# blueberry melomel



## BJ (Sep 11, 2006)

Got a recipe for Blueberry Mead that calls for chopped mint.

It says steep in 200 deg for 10 min. Do you use the mint leaves after or the steeping sauce?

Started my first batch of regular mead last night, made with my treefoil-blueweed mid-summer honey......can't wait!!!!


----------



## Zane (Mar 28, 2008)

*mint blueberry mead*

:scratch:Wow mint in a blueberry mead?
Be careful mint is pretty powerful in its effect. I've never used mint and probably would have to try a final or aromatic addition or a dry addition w/ the mint first. How much mint is in the recipe? a final is the last few minutes of the heat process or you could add the mint leave dry in the carboy to give a nice light hint(hopefully!)
Better get some other folks advice on using mint.


----------



## Aspera (Aug 1, 2005)

I would try for thyme, anise hyssop or mint honey if you can swing it. Fresh, slimy mint leaves might not ferment as planned, and dry mint loses its zing.


----------



## Aspera (Aug 1, 2005)

BTW, you can never use too many blueberries in a blueberry melomel. I freeze the berries, and then add them at the end of the primary fermentation (sulfite optional).


----------



## nursebee (Sep 29, 2003)

Do you use the mint leaves after or the steeping sauce?

I do not understand the question above. I take it that what you do is steep the mint then pour the liquid into the fermentation vessel. If you do leave the mint leaves in, I'd suggest in a hop bag or in a fabric pouch. If you leave them in loose you might clog your tubing when racking.

For stronger mint character you want to do this closer to bottling time.


----------



## BJ (Sep 11, 2006)

*WOW it's GREAT*

I added the mint to the berries and sterilised @ 180deg for 20 minutes.

Primary ferment in a pail for 2 weeks....racked last night to a carboy and had a bit of a mess with berry seeds and mint clogging the siphon.

I didn't end up with much sediment at the bottom ....maybe because i lost siphon with 1/4 pail left and was forced to dump into the carboy. A few berries ended up in the carboy and i suspect some of the sediment too.

I think i'll rack again in a month to rid the sediment that i may have poured back in...and berry seeds too.

Any comments/suggestions? How far off am I?

BUT IT TASTES AWESOME!!!

If the flavour now is any indication of the finished product.... whoa!


----------



## Zane (Mar 28, 2008)

BJ, Get you a hop bag or a honey comb bag from Dadant.

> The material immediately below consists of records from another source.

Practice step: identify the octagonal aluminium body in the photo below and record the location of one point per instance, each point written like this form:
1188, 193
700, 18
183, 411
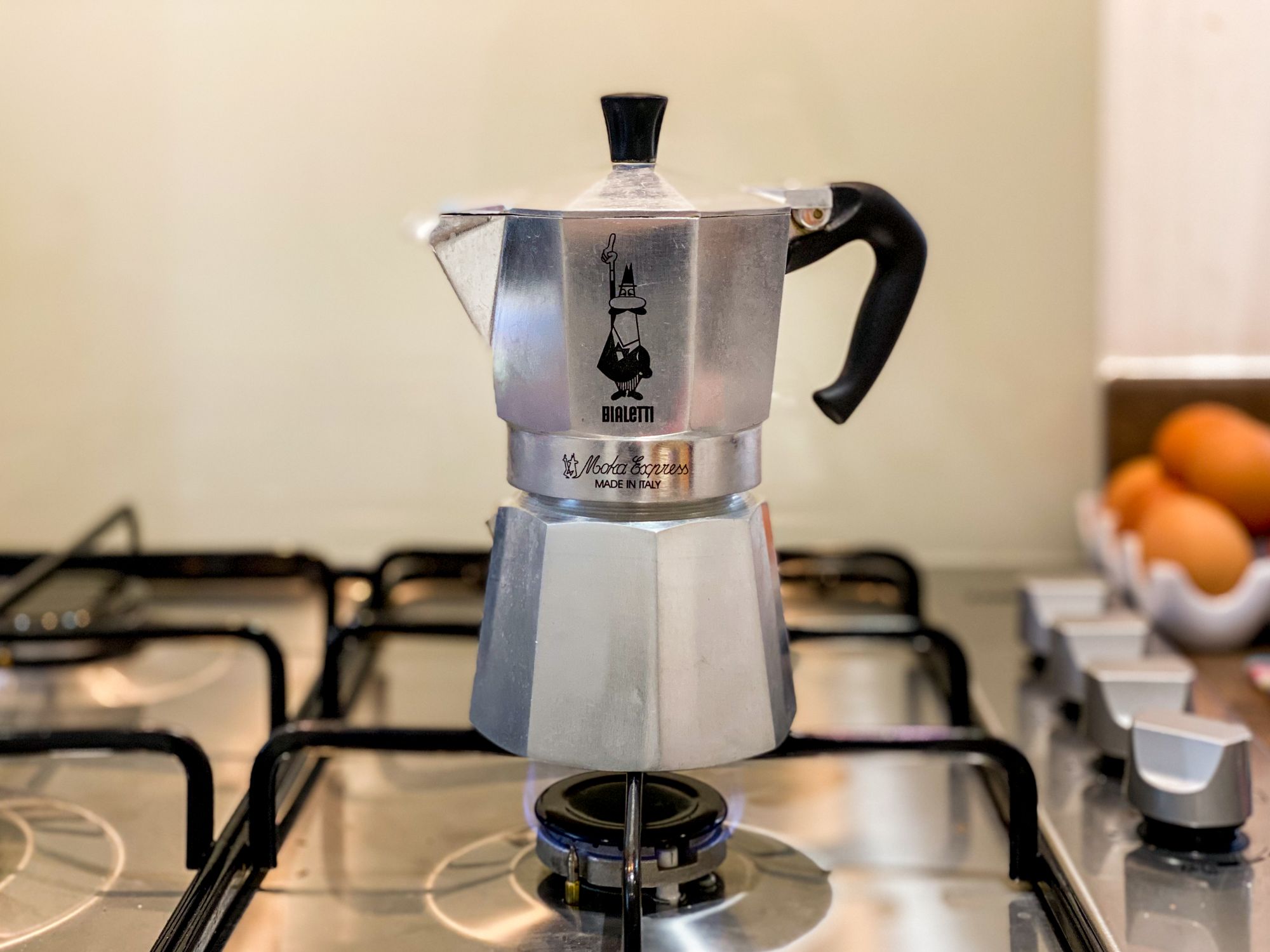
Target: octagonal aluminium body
633, 645
540, 288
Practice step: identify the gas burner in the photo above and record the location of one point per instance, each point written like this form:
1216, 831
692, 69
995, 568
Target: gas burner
496, 893
581, 823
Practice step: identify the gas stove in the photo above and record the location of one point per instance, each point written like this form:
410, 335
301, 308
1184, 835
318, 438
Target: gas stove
253, 751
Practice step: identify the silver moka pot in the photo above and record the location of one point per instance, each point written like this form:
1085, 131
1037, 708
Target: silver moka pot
633, 616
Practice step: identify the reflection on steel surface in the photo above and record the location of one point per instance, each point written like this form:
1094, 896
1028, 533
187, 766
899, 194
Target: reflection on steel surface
57, 860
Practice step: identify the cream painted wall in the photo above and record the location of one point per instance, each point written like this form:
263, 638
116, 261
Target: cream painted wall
1184, 194
209, 305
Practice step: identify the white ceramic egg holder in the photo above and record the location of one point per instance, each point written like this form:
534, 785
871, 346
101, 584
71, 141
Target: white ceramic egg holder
1163, 590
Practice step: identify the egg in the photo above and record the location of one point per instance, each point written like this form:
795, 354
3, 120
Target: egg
1137, 508
1131, 480
1231, 464
1202, 536
1177, 439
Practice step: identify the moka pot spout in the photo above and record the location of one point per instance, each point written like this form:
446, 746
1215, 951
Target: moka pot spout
471, 248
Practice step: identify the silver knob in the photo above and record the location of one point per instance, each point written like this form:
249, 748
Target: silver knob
1045, 601
1117, 691
1079, 643
1189, 772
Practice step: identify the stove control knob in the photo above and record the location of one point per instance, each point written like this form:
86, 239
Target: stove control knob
1079, 643
1117, 691
1192, 779
1043, 601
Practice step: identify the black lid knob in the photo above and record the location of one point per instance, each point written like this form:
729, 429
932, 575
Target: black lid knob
634, 122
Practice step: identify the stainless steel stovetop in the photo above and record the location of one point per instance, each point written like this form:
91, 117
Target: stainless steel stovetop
401, 850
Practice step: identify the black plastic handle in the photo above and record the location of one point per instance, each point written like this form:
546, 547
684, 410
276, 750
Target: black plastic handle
867, 213
634, 122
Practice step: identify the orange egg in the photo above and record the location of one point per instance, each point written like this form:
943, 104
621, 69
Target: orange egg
1128, 482
1175, 441
1233, 465
1139, 506
1202, 536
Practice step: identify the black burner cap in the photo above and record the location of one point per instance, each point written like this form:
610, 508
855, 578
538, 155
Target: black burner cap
591, 808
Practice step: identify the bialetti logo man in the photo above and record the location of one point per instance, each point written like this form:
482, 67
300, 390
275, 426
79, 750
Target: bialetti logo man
624, 360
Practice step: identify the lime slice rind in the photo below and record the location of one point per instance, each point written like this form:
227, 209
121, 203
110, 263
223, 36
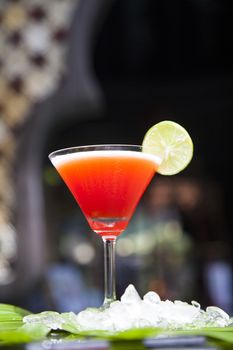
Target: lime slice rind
171, 142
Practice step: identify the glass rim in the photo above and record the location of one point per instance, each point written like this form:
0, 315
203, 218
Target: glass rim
99, 147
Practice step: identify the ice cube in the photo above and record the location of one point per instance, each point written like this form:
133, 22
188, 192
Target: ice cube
130, 295
217, 316
152, 297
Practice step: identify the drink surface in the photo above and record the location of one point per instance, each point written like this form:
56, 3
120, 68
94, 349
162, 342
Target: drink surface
107, 184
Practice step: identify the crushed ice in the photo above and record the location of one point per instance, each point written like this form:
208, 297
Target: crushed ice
133, 312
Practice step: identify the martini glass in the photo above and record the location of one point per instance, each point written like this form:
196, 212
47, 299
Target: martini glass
107, 182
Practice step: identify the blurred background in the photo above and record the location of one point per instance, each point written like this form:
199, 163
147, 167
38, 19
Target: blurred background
92, 71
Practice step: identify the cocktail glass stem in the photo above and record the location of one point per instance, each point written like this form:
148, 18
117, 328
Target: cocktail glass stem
109, 271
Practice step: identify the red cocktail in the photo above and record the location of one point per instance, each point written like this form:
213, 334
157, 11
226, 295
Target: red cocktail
107, 181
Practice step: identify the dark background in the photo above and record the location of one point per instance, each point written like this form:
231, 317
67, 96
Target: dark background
157, 60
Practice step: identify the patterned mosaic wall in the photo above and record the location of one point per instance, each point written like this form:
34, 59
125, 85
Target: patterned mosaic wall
33, 44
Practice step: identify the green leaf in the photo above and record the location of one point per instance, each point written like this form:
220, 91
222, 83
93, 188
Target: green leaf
23, 334
11, 317
7, 309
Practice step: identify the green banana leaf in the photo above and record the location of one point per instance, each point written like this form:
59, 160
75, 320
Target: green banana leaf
13, 330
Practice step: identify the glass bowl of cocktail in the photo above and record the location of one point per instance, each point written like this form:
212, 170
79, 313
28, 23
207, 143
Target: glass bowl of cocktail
108, 181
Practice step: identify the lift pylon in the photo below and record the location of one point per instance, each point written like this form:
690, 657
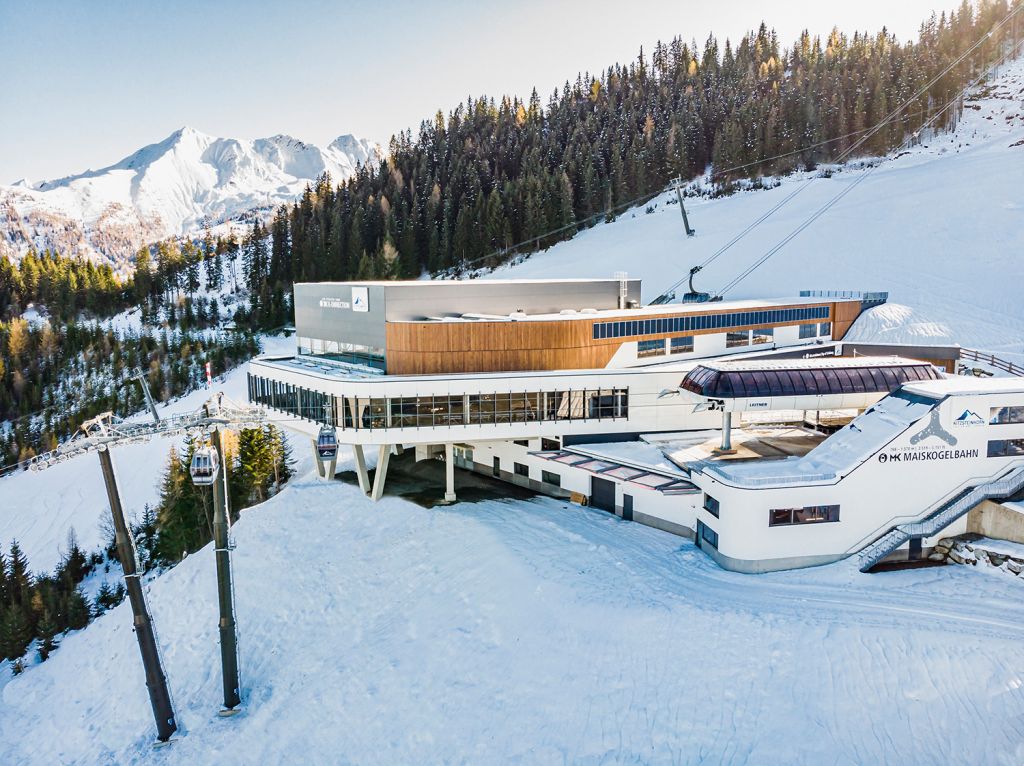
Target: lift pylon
225, 591
156, 681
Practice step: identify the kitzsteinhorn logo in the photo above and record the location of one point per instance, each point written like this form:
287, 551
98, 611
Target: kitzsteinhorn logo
969, 418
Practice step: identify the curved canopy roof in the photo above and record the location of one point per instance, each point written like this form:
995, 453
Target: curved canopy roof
805, 377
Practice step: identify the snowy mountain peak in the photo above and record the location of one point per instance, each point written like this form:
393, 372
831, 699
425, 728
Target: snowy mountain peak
170, 187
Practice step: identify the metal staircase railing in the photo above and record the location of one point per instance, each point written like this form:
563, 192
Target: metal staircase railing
941, 518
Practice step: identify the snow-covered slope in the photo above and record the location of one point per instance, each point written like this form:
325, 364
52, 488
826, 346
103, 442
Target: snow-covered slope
940, 226
534, 633
170, 187
39, 508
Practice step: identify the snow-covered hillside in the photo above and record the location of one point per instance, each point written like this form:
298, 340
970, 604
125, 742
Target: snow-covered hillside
38, 509
940, 226
536, 633
170, 187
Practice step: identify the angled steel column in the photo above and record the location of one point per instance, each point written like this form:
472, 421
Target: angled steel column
156, 682
225, 595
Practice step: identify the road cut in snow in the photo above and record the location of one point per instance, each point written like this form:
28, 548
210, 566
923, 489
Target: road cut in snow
532, 632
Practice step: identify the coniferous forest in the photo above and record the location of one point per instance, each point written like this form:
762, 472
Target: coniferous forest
498, 176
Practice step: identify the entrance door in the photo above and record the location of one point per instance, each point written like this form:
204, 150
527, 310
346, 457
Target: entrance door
915, 549
628, 507
602, 494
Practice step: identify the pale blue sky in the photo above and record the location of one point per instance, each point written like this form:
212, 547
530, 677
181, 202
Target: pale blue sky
87, 83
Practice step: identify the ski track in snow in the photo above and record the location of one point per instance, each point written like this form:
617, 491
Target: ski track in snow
534, 632
537, 632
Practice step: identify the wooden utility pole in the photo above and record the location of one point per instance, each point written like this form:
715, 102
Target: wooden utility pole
156, 681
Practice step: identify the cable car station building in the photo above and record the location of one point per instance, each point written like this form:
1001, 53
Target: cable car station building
571, 388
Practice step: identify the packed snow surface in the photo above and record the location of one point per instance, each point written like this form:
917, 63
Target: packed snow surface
532, 632
39, 508
939, 226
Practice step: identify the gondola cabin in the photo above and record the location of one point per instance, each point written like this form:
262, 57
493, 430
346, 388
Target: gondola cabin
205, 465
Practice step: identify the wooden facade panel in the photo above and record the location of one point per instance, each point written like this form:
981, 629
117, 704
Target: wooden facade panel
438, 347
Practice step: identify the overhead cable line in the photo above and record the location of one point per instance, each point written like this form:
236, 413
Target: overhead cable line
854, 146
820, 211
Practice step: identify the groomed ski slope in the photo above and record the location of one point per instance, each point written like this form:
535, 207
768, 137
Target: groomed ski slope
940, 227
536, 633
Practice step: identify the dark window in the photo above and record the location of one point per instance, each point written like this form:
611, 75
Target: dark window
709, 536
650, 348
712, 506
1006, 448
1006, 415
737, 338
807, 515
779, 516
682, 345
551, 478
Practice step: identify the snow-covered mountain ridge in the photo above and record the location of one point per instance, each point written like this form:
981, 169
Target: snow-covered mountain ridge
168, 188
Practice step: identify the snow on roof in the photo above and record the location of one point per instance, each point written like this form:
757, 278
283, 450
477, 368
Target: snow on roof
965, 385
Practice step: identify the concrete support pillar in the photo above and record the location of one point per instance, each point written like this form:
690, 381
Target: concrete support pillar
450, 473
360, 468
383, 457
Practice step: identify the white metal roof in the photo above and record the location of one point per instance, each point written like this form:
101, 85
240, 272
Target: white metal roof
641, 312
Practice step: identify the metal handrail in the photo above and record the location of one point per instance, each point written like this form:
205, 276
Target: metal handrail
941, 518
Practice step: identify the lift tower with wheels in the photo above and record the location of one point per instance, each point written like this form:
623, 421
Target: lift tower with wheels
208, 468
107, 430
156, 681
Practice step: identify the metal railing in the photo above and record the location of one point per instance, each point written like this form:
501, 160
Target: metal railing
941, 518
872, 297
992, 360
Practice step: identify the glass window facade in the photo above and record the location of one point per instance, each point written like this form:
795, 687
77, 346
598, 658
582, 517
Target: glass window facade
650, 348
1006, 415
1006, 448
432, 412
807, 515
740, 383
683, 344
690, 323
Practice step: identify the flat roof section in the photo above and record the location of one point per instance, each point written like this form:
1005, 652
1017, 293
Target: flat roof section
664, 309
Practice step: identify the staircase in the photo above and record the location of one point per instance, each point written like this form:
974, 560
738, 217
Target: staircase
941, 518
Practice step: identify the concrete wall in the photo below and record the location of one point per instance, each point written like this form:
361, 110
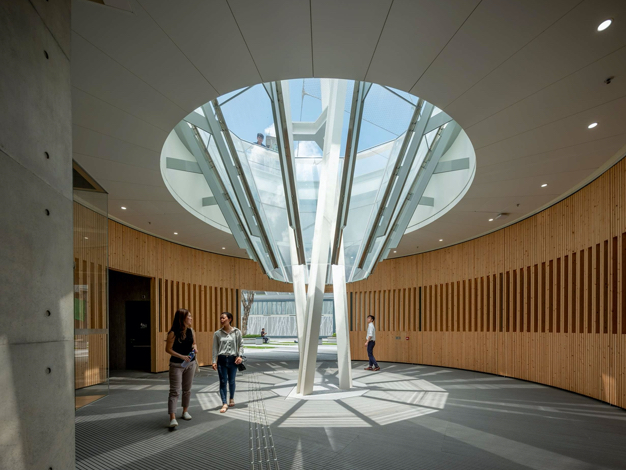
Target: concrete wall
36, 286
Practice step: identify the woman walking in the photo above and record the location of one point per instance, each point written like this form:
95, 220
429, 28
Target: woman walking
181, 345
227, 352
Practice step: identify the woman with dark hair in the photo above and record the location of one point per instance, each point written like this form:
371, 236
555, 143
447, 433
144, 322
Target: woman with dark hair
181, 345
227, 352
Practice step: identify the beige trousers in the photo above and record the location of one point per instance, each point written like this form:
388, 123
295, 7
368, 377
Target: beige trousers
180, 378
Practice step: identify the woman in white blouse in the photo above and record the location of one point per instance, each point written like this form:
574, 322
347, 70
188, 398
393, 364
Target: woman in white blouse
227, 352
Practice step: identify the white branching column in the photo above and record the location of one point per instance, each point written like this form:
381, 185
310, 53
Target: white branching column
299, 291
344, 371
324, 221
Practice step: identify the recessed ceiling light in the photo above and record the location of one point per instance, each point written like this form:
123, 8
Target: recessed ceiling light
605, 24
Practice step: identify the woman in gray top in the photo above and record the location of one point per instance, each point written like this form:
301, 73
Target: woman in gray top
227, 352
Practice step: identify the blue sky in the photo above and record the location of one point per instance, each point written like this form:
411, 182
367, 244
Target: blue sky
385, 116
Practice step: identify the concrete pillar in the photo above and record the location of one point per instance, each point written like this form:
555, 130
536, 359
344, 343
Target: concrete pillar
36, 260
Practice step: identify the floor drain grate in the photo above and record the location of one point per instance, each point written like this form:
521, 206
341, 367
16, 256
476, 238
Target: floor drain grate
262, 450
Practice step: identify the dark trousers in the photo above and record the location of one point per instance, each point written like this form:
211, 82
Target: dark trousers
370, 353
227, 370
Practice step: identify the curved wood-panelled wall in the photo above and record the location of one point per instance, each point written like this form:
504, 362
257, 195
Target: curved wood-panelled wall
542, 300
90, 297
205, 283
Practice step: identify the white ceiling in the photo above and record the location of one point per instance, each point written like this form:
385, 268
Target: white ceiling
524, 78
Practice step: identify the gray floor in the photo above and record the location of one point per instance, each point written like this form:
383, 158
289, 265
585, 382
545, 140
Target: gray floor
403, 417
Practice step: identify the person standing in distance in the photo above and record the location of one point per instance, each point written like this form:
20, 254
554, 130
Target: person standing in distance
227, 352
370, 342
181, 342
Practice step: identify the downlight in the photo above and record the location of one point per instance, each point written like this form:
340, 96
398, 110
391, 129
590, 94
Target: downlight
605, 24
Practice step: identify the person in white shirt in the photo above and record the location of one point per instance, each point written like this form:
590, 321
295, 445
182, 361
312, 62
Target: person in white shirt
227, 352
370, 342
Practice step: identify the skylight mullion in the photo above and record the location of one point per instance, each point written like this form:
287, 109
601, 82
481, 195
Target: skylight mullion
403, 172
238, 178
287, 169
446, 136
192, 140
392, 178
349, 164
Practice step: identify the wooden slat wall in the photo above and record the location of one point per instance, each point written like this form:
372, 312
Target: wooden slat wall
205, 283
90, 281
542, 300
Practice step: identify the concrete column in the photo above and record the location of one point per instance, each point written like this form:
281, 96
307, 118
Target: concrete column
36, 252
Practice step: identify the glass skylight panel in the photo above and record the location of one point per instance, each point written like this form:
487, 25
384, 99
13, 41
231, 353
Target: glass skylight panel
386, 116
249, 114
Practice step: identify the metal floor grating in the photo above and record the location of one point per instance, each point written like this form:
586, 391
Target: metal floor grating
411, 417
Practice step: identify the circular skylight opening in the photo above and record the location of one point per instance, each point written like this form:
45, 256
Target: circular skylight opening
250, 163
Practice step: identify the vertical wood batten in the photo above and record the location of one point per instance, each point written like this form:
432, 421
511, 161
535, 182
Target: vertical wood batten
553, 310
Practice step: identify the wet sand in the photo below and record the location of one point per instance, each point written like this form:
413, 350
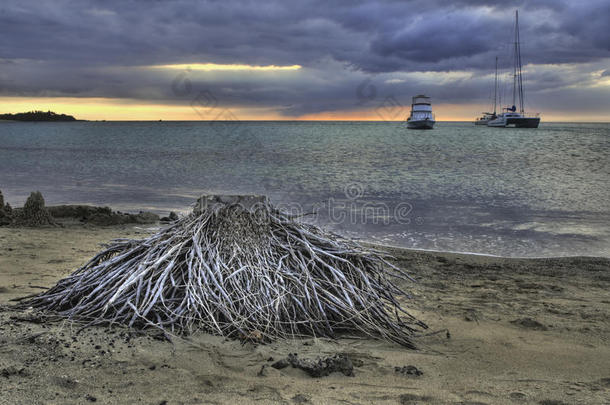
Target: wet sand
532, 331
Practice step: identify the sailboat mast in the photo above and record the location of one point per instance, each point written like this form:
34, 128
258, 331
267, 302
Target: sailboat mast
518, 42
496, 87
515, 58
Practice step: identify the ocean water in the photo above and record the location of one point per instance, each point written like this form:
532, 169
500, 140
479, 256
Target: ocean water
508, 192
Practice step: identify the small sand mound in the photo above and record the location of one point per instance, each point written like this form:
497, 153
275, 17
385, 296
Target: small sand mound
34, 212
238, 267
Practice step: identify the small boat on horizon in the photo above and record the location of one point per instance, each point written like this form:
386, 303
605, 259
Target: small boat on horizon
510, 117
421, 113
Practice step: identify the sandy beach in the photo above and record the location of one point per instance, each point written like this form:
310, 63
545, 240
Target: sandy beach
530, 331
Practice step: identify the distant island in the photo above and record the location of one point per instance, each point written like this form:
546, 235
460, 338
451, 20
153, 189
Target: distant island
37, 116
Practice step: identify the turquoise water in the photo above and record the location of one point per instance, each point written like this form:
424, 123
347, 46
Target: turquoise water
510, 192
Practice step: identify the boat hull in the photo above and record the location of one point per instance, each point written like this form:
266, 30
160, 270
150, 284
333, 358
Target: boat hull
523, 122
420, 124
517, 122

They are cheap and keep the seeds and leaves enclosed in the bag. I use it to add hops and even have tried blueberries to beer and it works great! It'll save you some grief next time.
Whats your spec gravity? Is it done fermenting?


----------



## danno (Dec 17, 2007)

do like Zane said and us a hops bag. Steep the leaves like a giant tea bag and only use the liquid not the leaves after steeping. I use this method useing specialty grain to make dark beers


----------



## Ben Brewcat (Oct 27, 2004)

Or make a tincture. Sterile and can be added to taste.


----------



## BJ (Sep 11, 2006)

Zane said:


> BJ, Get you a hop bag or a honey comb bag from Dadant. They are cheap and keep the seeds and leaves enclosed in the bag. I use it to add hops and even have tried blueberries to beer and it works great! It'll save you some grief next time.
> Whats your spec gravity? Is it done fermenting?


I've heard about the bag but thought it couldn't happen to me!!!!!inch:
I'll get one if this turns out in the end.

I'm not sure about the SG i got a skewed reading trying it through 8 lbs of floating berries, and didn't have a tall enough glass to test with. I also didn't think of checking when i racked. As long as it tastes good i won't get to bent on the alcohol content.

I have it in a 6 1/2 gallon carboy and the primary only made 5 1/2 gallons. I topped it off with a gallon of must the other morning and went to work, when i came back it blew the burper cone off and what a frothy mess. 2 days later it's finally settled down where it will stay on now. I think the vigor is over now. Just baby bulbbing.


----------